This talk explores the application of reinforcement learning (RL) in large-scale recommendation systems to optimize user retention at scale - the true north star of effective recommendation engines. We'll discuss how RL can learn patterns and attribute future retention behavior to content consumed in current sessions, providing a more holistic approach than traditional methods.
We'll share insights from implementing this strategy in a production environment serving millions of users, highlighting significant improvements in key retention metrics. The presentation will address major challenges, including noisy attributions and proving causality within the system.
Our findings demonstrate the potential of RL in creating more sustainable, user-centric recommendation systems across various digital platforms, with important implications for the future of personalized content delivery.
Key Takeaways:
- Using long-term rewards at different future horizons leads to incrementality in long-term metrics like Daily active users and sessions (will share results in the talk).
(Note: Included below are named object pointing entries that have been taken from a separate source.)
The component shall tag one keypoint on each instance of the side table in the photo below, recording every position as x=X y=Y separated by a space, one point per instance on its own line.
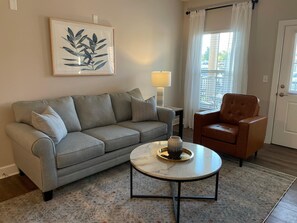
x=180 y=113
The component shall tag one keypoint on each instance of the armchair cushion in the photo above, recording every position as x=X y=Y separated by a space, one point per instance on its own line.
x=236 y=107
x=221 y=131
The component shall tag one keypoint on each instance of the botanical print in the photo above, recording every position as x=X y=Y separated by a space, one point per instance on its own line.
x=86 y=49
x=81 y=48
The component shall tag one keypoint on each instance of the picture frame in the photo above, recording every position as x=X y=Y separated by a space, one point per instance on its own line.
x=81 y=49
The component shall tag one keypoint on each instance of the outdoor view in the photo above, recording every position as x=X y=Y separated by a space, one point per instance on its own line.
x=215 y=80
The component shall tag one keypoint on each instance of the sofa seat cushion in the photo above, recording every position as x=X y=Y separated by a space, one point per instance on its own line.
x=221 y=131
x=114 y=136
x=148 y=130
x=77 y=147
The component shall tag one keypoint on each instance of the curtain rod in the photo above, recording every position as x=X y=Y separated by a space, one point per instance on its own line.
x=229 y=4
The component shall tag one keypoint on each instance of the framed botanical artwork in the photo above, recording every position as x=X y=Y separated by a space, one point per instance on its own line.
x=81 y=48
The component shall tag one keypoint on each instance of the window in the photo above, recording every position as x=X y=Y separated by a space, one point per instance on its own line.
x=293 y=79
x=215 y=79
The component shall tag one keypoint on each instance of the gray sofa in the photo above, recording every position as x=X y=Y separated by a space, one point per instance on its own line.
x=100 y=135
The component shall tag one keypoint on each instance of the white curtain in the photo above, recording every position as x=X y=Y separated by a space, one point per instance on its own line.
x=193 y=70
x=240 y=26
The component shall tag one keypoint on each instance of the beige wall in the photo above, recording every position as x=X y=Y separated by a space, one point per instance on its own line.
x=265 y=20
x=147 y=38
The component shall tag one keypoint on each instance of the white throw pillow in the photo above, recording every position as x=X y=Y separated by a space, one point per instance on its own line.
x=144 y=110
x=50 y=123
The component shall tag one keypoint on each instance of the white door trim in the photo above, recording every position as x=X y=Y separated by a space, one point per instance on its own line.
x=275 y=78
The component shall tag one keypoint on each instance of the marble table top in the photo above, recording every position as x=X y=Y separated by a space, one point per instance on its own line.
x=204 y=163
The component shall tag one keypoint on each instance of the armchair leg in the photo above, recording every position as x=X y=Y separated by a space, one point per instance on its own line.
x=21 y=173
x=240 y=162
x=47 y=195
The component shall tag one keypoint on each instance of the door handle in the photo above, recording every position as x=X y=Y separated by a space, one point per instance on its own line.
x=282 y=94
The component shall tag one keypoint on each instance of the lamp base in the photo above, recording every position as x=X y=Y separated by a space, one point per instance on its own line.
x=160 y=96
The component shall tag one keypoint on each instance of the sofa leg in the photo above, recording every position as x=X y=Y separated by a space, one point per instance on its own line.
x=240 y=162
x=47 y=195
x=21 y=173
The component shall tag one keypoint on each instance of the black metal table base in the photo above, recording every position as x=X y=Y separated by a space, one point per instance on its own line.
x=176 y=198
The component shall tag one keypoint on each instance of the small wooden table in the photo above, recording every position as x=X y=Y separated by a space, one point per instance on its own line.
x=205 y=163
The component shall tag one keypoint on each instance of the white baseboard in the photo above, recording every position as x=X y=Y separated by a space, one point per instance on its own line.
x=9 y=170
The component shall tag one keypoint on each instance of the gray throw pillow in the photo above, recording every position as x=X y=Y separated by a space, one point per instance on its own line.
x=144 y=110
x=50 y=123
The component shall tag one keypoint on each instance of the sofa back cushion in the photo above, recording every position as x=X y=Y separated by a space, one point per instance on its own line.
x=94 y=110
x=64 y=106
x=121 y=103
x=236 y=107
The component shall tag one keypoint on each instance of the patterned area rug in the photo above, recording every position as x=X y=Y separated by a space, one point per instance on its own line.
x=246 y=194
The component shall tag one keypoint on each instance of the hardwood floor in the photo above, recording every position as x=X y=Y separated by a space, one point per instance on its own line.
x=271 y=156
x=281 y=159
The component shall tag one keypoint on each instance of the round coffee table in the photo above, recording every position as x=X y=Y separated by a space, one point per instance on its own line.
x=204 y=164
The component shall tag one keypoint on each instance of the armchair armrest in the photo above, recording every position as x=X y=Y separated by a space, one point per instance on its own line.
x=202 y=119
x=166 y=115
x=34 y=153
x=251 y=135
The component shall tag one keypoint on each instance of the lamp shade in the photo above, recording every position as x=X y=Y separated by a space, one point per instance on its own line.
x=161 y=78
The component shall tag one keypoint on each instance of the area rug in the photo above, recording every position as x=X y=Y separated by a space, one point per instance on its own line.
x=246 y=194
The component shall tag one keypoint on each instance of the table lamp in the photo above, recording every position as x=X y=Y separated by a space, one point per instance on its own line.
x=161 y=79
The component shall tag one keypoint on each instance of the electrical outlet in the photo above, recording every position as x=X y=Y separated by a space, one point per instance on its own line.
x=13 y=4
x=265 y=78
x=4 y=175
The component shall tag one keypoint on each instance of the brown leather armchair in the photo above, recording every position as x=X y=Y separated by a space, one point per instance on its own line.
x=236 y=129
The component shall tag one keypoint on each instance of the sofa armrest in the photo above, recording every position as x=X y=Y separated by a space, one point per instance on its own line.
x=202 y=119
x=34 y=154
x=166 y=115
x=251 y=135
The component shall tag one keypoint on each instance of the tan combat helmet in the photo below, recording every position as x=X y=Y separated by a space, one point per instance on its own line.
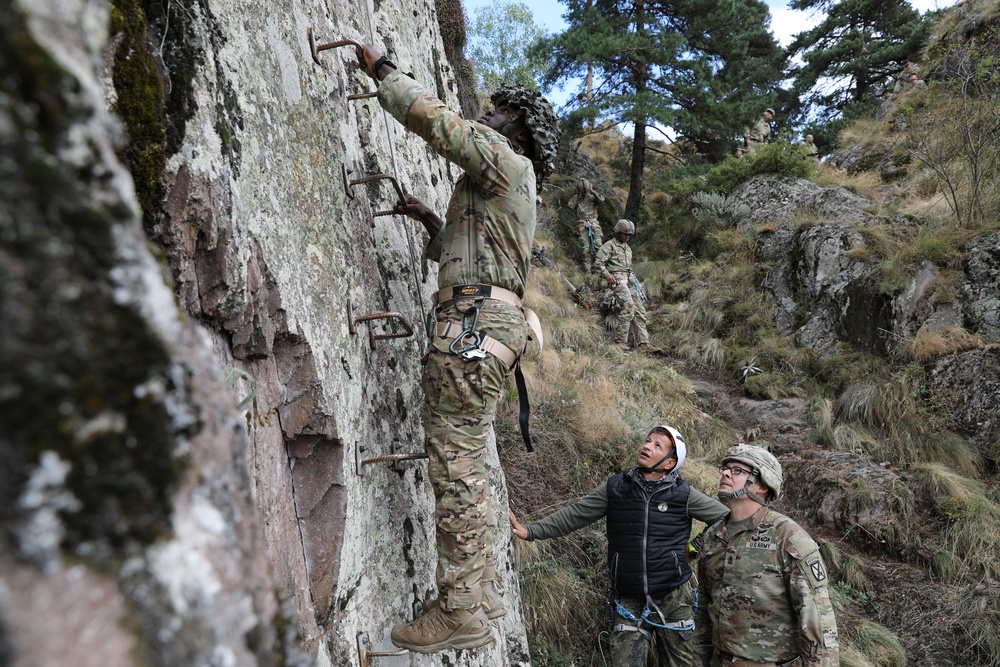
x=626 y=226
x=763 y=466
x=541 y=121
- Optimal to try different horizons and approaches since duration is a tradeoff between causality of the lever and correlation with the final long-term metric.
- High ROI of reward shaping to encode product intuition and strategy (e.g. private sharing)
- Lessons on model architecture, co-investment in infrastructure (GPU inference, user history processing, sequence modeling) required to derive benefit at scale.
Speaker
Saurabh Gupta
Senior Engineering Leader @Meta, Veteran in the Video Recommendations Domain, Helping Scale Video Consumption
Saurabh Gupta is a Senior Engineering Leader at Meta Inc. He leads the video recommendations core ranking organization which is directly responsible for serving personalized video recommendations to billions of users on Facebook. These video recommendations constitute one third of time consumed by all users on Facebook app. He is a veteran in the video recommendations domain and has helped scale video consumption by many folds on Facebook in the last 9+ years. His work focuses on building scalable retrieval systems, understanding user interests, building large scale ML models to predict user actions and delivering personalized and highly relevant video feeds involving short form and long form videos on parts of Facebook app. He received his M.S. in Computer Science with specialization in Machine Learning from Georgia Institute of Technology. He holds several US patents and many more in pipeline in areas of machine learning, recommendations and software engineering.
Speaker
Gaurav Chakravorty
Uber TL @Meta, Previously Worked on Facebook Video Recommendations and Instagram Friending and Growth
Gaurav is an Uber TL at Meta Inc, previously in Facebook video recommendations and more recently in Instagram friending and growth. He has worked on end-to-end recommender system advances, including user retention modeling. Prior to this, he has led applied ML based initiatives at Discord and Google, and high frequency trading.